«Prof discriminata perché lesbica». Condannato l’Istituto Sacro Cuore di Trento
Articolo di Dafne Roat pubblicato sul Corriere del Trentino del 9 Marzo 2017, pag.7
TRENTO «Mi ritengo finalmente reintegrata nella mia dignità di docente e di donna, fatto che assume una particolare importanza nella giornata del’8 marzo. La mia dignità personale e professionale trova oggi giustizia nella pronuncia della Corte di appello di Trento. Per me questo spiacevole momento della mia vita è finalmente chiuso».

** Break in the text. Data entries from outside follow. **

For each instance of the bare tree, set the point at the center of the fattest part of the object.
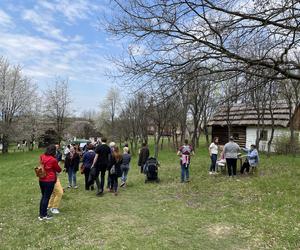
(110, 108)
(16, 96)
(57, 100)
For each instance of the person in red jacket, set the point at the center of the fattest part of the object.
(47, 183)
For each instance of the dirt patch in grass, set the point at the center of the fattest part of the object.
(220, 230)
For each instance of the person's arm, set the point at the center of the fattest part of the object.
(253, 154)
(95, 160)
(56, 166)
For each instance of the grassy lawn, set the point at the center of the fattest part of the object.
(210, 212)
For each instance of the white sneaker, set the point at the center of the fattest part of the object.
(54, 211)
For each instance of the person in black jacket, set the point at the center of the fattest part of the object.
(101, 163)
(143, 156)
(73, 167)
(115, 169)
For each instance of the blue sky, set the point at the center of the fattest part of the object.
(60, 38)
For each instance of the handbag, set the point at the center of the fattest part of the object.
(82, 169)
(40, 171)
(112, 170)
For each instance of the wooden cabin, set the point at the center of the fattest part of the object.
(243, 120)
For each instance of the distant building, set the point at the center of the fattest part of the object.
(243, 121)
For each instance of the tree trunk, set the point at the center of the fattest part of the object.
(270, 141)
(5, 143)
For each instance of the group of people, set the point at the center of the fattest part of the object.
(109, 158)
(96, 162)
(229, 155)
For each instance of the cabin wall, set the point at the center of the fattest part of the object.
(263, 145)
(239, 132)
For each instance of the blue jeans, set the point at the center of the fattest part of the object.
(213, 162)
(72, 176)
(46, 190)
(125, 170)
(185, 174)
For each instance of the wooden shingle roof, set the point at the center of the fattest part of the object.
(243, 114)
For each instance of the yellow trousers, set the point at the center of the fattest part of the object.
(56, 195)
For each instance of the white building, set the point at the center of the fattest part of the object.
(244, 122)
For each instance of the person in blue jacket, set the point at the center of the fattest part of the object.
(251, 160)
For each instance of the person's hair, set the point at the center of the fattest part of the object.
(117, 155)
(51, 150)
(215, 138)
(125, 150)
(90, 146)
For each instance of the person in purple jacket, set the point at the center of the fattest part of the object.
(87, 162)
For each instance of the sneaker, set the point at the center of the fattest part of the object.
(99, 193)
(54, 210)
(48, 217)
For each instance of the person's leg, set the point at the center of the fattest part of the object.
(211, 164)
(115, 183)
(228, 161)
(112, 182)
(248, 167)
(187, 173)
(125, 174)
(234, 161)
(42, 187)
(58, 193)
(70, 170)
(74, 178)
(182, 172)
(97, 180)
(102, 180)
(214, 162)
(86, 178)
(48, 189)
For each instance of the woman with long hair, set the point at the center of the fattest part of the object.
(115, 169)
(74, 167)
(213, 153)
(51, 167)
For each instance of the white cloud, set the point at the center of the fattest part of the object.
(73, 10)
(43, 23)
(5, 19)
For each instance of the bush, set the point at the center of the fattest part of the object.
(284, 145)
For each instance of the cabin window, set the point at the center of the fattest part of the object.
(264, 135)
(235, 136)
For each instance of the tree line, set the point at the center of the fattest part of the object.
(185, 59)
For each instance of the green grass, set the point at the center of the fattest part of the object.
(210, 212)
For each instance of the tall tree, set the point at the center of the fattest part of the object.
(16, 96)
(57, 105)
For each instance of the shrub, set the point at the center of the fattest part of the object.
(284, 145)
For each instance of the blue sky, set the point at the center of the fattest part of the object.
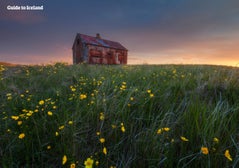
(154, 31)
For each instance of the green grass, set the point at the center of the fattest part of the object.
(89, 102)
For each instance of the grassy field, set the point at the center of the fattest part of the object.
(119, 116)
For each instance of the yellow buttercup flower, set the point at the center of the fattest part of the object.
(166, 129)
(102, 116)
(89, 163)
(21, 136)
(204, 150)
(216, 140)
(64, 160)
(122, 127)
(19, 123)
(184, 139)
(83, 96)
(159, 131)
(102, 140)
(70, 122)
(15, 117)
(41, 102)
(73, 165)
(227, 155)
(61, 127)
(105, 150)
(49, 113)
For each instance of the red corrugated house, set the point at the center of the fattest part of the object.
(95, 50)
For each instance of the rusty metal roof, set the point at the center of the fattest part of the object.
(100, 42)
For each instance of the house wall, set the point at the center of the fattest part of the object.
(102, 55)
(77, 52)
(97, 54)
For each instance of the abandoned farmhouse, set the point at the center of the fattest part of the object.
(95, 50)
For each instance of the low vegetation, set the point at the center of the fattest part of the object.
(119, 116)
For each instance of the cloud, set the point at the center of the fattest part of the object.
(19, 16)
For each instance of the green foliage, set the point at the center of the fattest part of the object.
(119, 116)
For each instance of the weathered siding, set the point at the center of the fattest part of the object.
(97, 53)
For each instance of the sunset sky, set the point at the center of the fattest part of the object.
(154, 31)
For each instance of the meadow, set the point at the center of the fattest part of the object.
(144, 116)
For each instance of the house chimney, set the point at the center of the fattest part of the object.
(98, 36)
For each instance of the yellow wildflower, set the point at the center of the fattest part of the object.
(122, 127)
(89, 163)
(21, 136)
(61, 127)
(216, 140)
(102, 116)
(227, 155)
(19, 123)
(15, 117)
(159, 131)
(73, 165)
(49, 113)
(204, 150)
(105, 150)
(83, 96)
(166, 129)
(41, 102)
(102, 140)
(113, 126)
(64, 160)
(184, 139)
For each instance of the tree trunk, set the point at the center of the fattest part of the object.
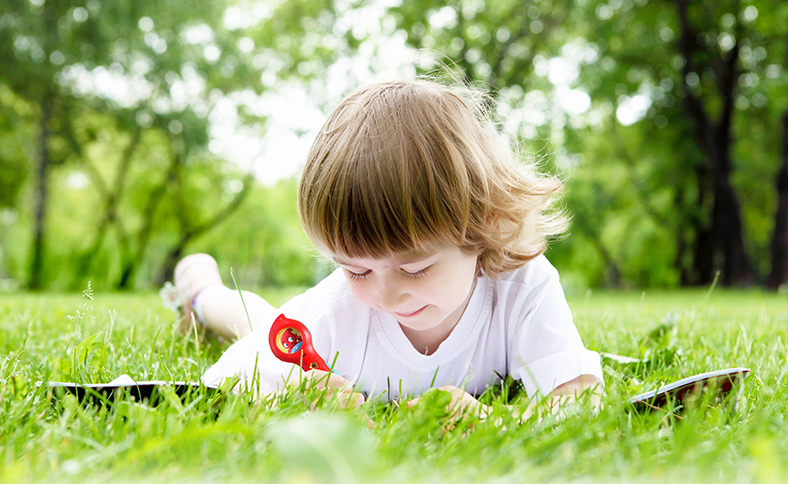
(35, 279)
(779, 246)
(723, 239)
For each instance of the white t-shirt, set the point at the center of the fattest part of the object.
(518, 324)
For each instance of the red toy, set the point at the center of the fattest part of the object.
(290, 341)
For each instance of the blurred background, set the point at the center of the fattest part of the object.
(135, 132)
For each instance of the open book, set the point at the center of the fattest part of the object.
(722, 382)
(138, 390)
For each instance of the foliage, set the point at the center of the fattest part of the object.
(44, 436)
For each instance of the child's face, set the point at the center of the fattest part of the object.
(425, 291)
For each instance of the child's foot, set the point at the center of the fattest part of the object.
(193, 273)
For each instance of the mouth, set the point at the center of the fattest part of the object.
(414, 313)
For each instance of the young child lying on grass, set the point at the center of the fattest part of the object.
(438, 231)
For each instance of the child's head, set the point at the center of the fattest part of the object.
(408, 165)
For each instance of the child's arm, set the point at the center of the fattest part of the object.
(334, 384)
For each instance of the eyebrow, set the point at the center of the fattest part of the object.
(417, 257)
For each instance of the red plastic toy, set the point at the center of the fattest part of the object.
(291, 342)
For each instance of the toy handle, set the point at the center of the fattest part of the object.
(291, 341)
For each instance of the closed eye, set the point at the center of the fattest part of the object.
(355, 276)
(416, 274)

Nelle parole della professoressa Michaela (il nome è di fantasia per tutelare l’identità della docente ndr) c’è il senso profondo della sentenza della Corte d’appello di Trento che ha confermato la «natura discriminatoria» della decisione dell’istituto Sacro Cuore di Gesù di Trento che nel 2014 non aveva confermato il contratto alla docente a causa del suo (presunto) orientamento sessuale. Un pronunciamento storico che va oltre la sentenza presa a fine giugno 2016 dal giudice del lavoro di Rovereto, Michele Cuccaro, che aveva condannato l’istituto scolastico al pagamento di 25.000 euro. Il collegio di giudici, presieduto dal magistrato Maria Grazia Zattoni con a latere le colleghe Anna Luisa Terzi e Anna Paolucci (lo stesso collegio che ha riconosciuto il provvedimento straniero sulla doppia paternità a una coppia gay), in una sentenza di ben 68 pagine ha evidenziato l’atteggiamento «discriminatorio» della scuola. «Non si vede sotto quale profilo — precisano i giudici — l’orientamento sessuale dell’insegnante, così come la sua vita privata, possano aver rilevanza nell’insegnamento della materia di educazione artistica in una scuola paritaria ancorché gestita da un ordine religioso». Parole che pesano come un macigno sull’istituto condannato a pagare ben 43.329 euro all’insegnante, di cui 30.000 euro solo per i danni morali, più 10.000 euro alla Cgil e all’Associazione radicale certi diritti che si erano costituiti in giudizio attraverso gli avvocati Schuster e Stefano Giampietro. Una vera mazzata. La Corte ha riconosciuto alla docente, difesa dall’avvocato Alexander Schuster, che aveva impugnato la sentenza di primo grado, anche la perdita di chances «per aver lavorato l’anno successivo con rapporto a tempo parziale».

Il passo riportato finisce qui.